Nesse sentido, o filme “A onda” retrata um professor, que com o objetivo de ensinar como grandes líderes fascistas conquistaram apoio. Através da experiência do professor, ele passa a exercer controle sobre os alunos, entretanto, o filme se encerra com a morte de um estudante pelas mãos de outro, grande exclusão e intolerância. Essa ideia põe em cheque a alternativa, muitas vezes buscada, de exercer o controle através do autoritarismo, controlando as consequências e não as causas do problema.
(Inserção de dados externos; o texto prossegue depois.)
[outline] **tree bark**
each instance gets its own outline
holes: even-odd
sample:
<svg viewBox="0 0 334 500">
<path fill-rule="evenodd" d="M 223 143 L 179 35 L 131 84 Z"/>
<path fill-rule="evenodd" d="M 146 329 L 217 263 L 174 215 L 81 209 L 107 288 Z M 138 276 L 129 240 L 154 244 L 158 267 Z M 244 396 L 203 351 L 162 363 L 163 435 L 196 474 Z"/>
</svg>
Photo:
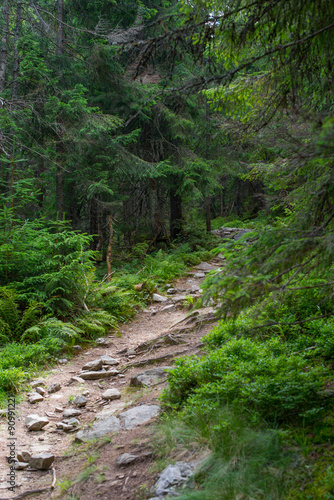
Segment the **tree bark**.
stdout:
<svg viewBox="0 0 334 500">
<path fill-rule="evenodd" d="M 183 216 L 182 200 L 177 193 L 177 186 L 172 186 L 169 192 L 170 200 L 170 239 L 173 241 L 182 235 Z"/>
<path fill-rule="evenodd" d="M 57 4 L 57 56 L 61 56 L 63 53 L 63 11 L 64 11 L 64 0 L 58 0 Z"/>
<path fill-rule="evenodd" d="M 205 198 L 205 221 L 206 221 L 206 232 L 211 231 L 211 197 L 207 196 Z"/>
<path fill-rule="evenodd" d="M 113 244 L 113 236 L 114 236 L 114 228 L 112 224 L 112 216 L 107 216 L 107 224 L 109 229 L 109 241 L 108 241 L 108 250 L 107 250 L 107 281 L 111 280 L 111 257 L 112 257 L 112 244 Z"/>
<path fill-rule="evenodd" d="M 61 56 L 63 53 L 63 0 L 58 0 L 57 3 L 57 40 L 56 40 L 56 54 Z M 59 74 L 62 78 L 61 73 Z M 57 172 L 56 172 L 56 205 L 57 212 L 61 217 L 64 214 L 64 177 L 63 169 L 61 167 L 64 156 L 63 132 L 62 121 L 58 118 L 58 141 L 56 146 L 57 151 Z"/>
<path fill-rule="evenodd" d="M 19 49 L 18 49 L 18 41 L 21 33 L 21 24 L 22 24 L 22 0 L 17 0 L 16 5 L 16 26 L 14 33 L 14 64 L 13 64 L 13 88 L 12 88 L 12 99 L 17 97 L 17 79 L 19 76 Z"/>
<path fill-rule="evenodd" d="M 1 36 L 1 52 L 0 52 L 0 92 L 5 89 L 6 81 L 6 67 L 7 67 L 7 54 L 8 54 L 8 32 L 9 32 L 9 4 L 5 0 L 2 6 L 3 15 L 3 29 Z"/>
</svg>

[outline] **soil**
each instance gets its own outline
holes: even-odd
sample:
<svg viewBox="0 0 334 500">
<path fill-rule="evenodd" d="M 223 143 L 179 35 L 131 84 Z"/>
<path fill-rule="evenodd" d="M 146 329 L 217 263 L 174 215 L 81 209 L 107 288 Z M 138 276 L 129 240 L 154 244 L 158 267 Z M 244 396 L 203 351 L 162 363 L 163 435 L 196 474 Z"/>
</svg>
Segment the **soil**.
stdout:
<svg viewBox="0 0 334 500">
<path fill-rule="evenodd" d="M 212 264 L 218 266 L 218 261 Z M 192 285 L 200 284 L 203 278 L 196 278 L 190 273 L 188 277 L 178 280 L 174 287 L 179 294 Z M 76 357 L 65 365 L 58 365 L 44 374 L 46 387 L 57 382 L 61 390 L 47 395 L 43 401 L 30 404 L 28 400 L 17 405 L 15 446 L 16 451 L 31 451 L 39 448 L 38 452 L 50 451 L 55 455 L 53 469 L 48 471 L 17 470 L 15 472 L 15 493 L 8 491 L 7 474 L 9 472 L 8 456 L 8 430 L 7 420 L 1 418 L 0 427 L 0 500 L 15 498 L 29 491 L 48 488 L 46 492 L 34 492 L 29 498 L 71 498 L 88 500 L 93 496 L 100 499 L 135 500 L 149 498 L 149 489 L 157 479 L 157 456 L 154 446 L 157 418 L 132 430 L 122 430 L 113 433 L 107 439 L 76 445 L 75 433 L 66 433 L 57 429 L 56 423 L 62 420 L 62 414 L 56 412 L 56 407 L 62 409 L 76 408 L 73 400 L 76 395 L 88 390 L 88 403 L 85 408 L 80 408 L 82 415 L 79 417 L 80 428 L 85 428 L 92 423 L 96 414 L 103 410 L 118 408 L 124 411 L 140 404 L 160 404 L 159 396 L 167 382 L 159 383 L 152 387 L 129 387 L 130 378 L 152 366 L 172 365 L 173 360 L 180 355 L 199 354 L 200 339 L 215 323 L 212 308 L 200 310 L 200 316 L 186 318 L 189 311 L 177 303 L 168 311 L 162 309 L 173 301 L 173 296 L 168 302 L 154 303 L 147 310 L 139 313 L 134 321 L 121 327 L 121 337 L 110 336 L 110 346 L 107 348 L 94 347 L 81 351 Z M 177 342 L 157 345 L 151 344 L 147 351 L 136 354 L 120 353 L 125 348 L 135 349 L 143 342 L 156 339 L 164 334 L 171 334 L 168 341 Z M 120 372 L 124 367 L 138 361 L 159 358 L 170 355 L 170 358 L 158 360 L 154 365 L 130 366 L 123 373 L 104 381 L 87 380 L 84 384 L 70 383 L 71 377 L 77 375 L 81 367 L 103 354 L 120 359 L 120 364 L 115 367 Z M 101 394 L 108 388 L 117 388 L 122 397 L 116 401 L 105 402 Z M 123 407 L 120 407 L 120 404 Z M 29 414 L 47 416 L 50 423 L 41 431 L 28 432 L 25 427 L 25 417 Z M 126 467 L 116 465 L 116 459 L 122 453 L 145 455 L 141 460 Z M 184 460 L 184 457 L 182 458 Z M 50 489 L 56 477 L 56 486 Z"/>
</svg>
Além do exposto, violência em ambiente escolar é um retrata de um país negligenciado pelo seu Estado, professores subvalorizados, jovens que não se interessam pelo ambiente estudantil e não enxergam sua importância, além da violência que possivelmente sofrem fora desse ambiente. A agressividade, o bullying, o desrespeito e a intolerância são muitas vezes a forma encontrada por uma população carente, em diversos outros aspectos, de expressar a hostilidade cotidiana que sofrem.
Assim sendo, com o objetivo de dar solução às causas da agressividade e do mau comportamento dos alunos nas escolas, cabe ao Governo Federal garantir, a príncipio, os direitos básicos das crianças e adolescentes propostos por seu Estatuto, para que se crie uma base saudável à educação, além disso, em parceria com o Ministério da Educação, devem haver mudanças no sistema de ensino brasileiro para que esse seja de interesse dos jovens e, principalmente, que haja, através de palestras com psicólogos e atividades em sala instruções de como lidar com os sentimentos e como procurar ajuda antes que o problema se torne estrutural.